He nodded and urged Appa forward again since the air bison had taken the opportunity to stop when Aang's attention was drawn away. This time, though, Appa didn't move forward. The cargo hold was several paces away and the bison seemed to be transfixed by it.
"C'mon, Appa!" Aang scooted forward like his bodyweight would prompt the stubborn animal to move. He glanced back at Katara. "I might need your help."
-o-0-
"It's not going to work." Zuko crossed his arms. He wasn't trying to be difficult; it was just the reality of the situation.
"It will," Sokka insisted. "A Fire Nation soldier on a Fire Nation ship? No one will question it."
"I'm going to get recognized."
"We need you there in case they try something."
"They will try something when they recognize me."
But Sokka seemed unfazed. "And I'm telling you they won't—recognize you, that is.
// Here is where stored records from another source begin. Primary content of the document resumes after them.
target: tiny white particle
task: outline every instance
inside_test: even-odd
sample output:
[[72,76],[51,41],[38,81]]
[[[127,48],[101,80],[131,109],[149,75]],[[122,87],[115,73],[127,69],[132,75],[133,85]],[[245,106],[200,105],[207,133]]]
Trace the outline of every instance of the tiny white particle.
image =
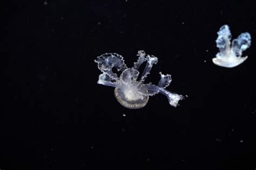
[[220,139],[218,139],[218,138],[217,138],[217,139],[216,139],[216,141],[217,141],[217,142],[220,142]]

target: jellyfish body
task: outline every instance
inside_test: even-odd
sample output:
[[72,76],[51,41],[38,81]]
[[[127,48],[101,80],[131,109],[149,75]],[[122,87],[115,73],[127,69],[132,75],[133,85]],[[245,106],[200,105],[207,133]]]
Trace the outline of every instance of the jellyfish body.
[[242,51],[251,45],[251,35],[249,33],[241,33],[237,39],[233,40],[232,44],[231,33],[227,25],[220,27],[217,33],[218,37],[216,43],[219,52],[216,55],[216,57],[212,59],[214,64],[232,68],[245,61],[247,56],[241,56]]
[[[132,68],[127,68],[123,57],[117,53],[106,53],[97,57],[95,62],[98,63],[98,67],[102,72],[99,76],[98,83],[115,87],[114,93],[116,99],[122,105],[129,108],[145,106],[149,96],[158,93],[165,95],[169,104],[176,107],[183,97],[165,89],[171,81],[171,75],[164,75],[160,72],[161,78],[157,86],[144,83],[153,64],[157,64],[157,57],[146,55],[143,50],[139,51],[137,56],[139,57],[138,60]],[[147,62],[146,67],[138,79],[138,70],[144,62]],[[113,72],[113,67],[122,72],[120,77]]]

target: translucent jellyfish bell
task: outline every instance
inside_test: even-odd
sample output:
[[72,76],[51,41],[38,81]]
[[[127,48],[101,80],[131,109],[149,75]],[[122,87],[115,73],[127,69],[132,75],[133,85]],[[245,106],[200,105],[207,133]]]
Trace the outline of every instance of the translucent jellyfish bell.
[[216,58],[212,59],[217,65],[231,68],[243,63],[247,56],[241,57],[243,51],[251,45],[251,35],[248,32],[241,33],[237,39],[231,40],[231,33],[227,25],[220,27],[217,32],[218,36],[216,40],[217,46],[219,52]]
[[[106,53],[97,57],[95,62],[98,63],[98,67],[102,72],[99,76],[98,83],[115,87],[116,99],[121,105],[129,108],[143,107],[147,104],[149,96],[158,93],[165,95],[169,104],[176,107],[183,97],[165,89],[171,83],[171,75],[164,75],[160,72],[161,77],[157,86],[144,84],[145,78],[150,73],[153,64],[157,64],[158,58],[146,55],[142,50],[138,52],[137,56],[139,58],[132,68],[127,68],[123,57],[116,53]],[[146,67],[140,78],[138,79],[139,68],[144,62],[147,62]],[[122,72],[120,77],[112,72],[113,67]]]

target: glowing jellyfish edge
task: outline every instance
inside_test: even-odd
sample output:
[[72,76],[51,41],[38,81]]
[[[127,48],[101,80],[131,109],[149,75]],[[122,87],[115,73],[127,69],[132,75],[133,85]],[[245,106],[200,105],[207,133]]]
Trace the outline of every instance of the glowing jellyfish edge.
[[[157,64],[157,57],[146,55],[143,50],[138,51],[137,56],[138,60],[132,68],[127,68],[123,57],[116,53],[106,53],[97,57],[95,62],[98,63],[98,68],[102,72],[99,76],[98,84],[115,87],[114,93],[117,100],[122,105],[129,108],[144,107],[149,101],[149,96],[158,93],[165,95],[171,105],[174,107],[178,105],[179,101],[184,97],[165,89],[171,83],[171,75],[160,72],[160,79],[157,86],[144,83],[153,64]],[[146,62],[146,66],[140,78],[137,80],[139,68],[144,62]],[[113,72],[113,67],[122,72],[120,77]]]
[[219,52],[212,62],[217,65],[232,68],[242,63],[247,56],[242,57],[242,51],[251,45],[251,35],[248,32],[241,33],[231,44],[231,32],[227,25],[220,27],[216,39]]

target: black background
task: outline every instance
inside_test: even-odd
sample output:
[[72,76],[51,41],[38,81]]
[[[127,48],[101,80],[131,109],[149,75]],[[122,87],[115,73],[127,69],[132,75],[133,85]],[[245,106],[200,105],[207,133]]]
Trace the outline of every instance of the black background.
[[[255,169],[255,4],[10,1],[0,169]],[[212,62],[225,24],[252,36],[232,69]],[[97,56],[131,67],[140,50],[158,57],[147,82],[172,74],[180,106],[158,94],[129,110],[97,84]]]

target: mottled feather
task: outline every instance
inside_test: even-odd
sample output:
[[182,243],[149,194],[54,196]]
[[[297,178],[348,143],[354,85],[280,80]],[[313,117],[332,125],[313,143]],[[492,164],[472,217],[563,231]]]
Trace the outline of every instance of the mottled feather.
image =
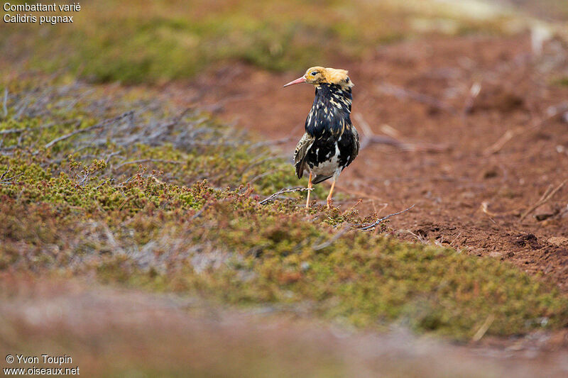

You just need to wear the face shield…mask…thing."
"Only guards and crew wear face armor, and really only when officials visit or on official guard."
"Then it's settled: you'll be a guard! I'll grab the uniform. You stay here." Sokka left without another word, leaving him as the last occupant in the mess hall.
A second later, Katara entered. "Good, you're still here. Can you help me?"
He didn't hesitate. "Sure."
They came upon Aang on the deck, pulling hard on Appa's reins. "Appa, boy! C'mon! You've gotta go in there!"
The air bison remained where he was.
"What's going on?" Zuko asked.
Katara replied, gesturing to the opening in the deck. "You heard Dad. We need to hide Appa. This is the only place that works, but he's being stubborn."
Zuko walked to the edge of the pit—No, it's just cargo space—and looked in. Yes, it would hold him but… The hairs on the back of Zuko's neck stood on end. "He's scared. After Ba Sing Se…"
Realization dawned on Aang and Katara. "Oh, buddy. I'm so sorry." Aang pet his friend's head. "I know you're scared, but you need to trust me. You trust me, right? I'm not going to lock you up."
Appa grunted and shook himself.
"Right." He patted Appa's arrow. "Let's go." Taking a tentative step forward, Appa took his time but he made it to the edge of the hold and looked down. "C'mon, boy," Aang called.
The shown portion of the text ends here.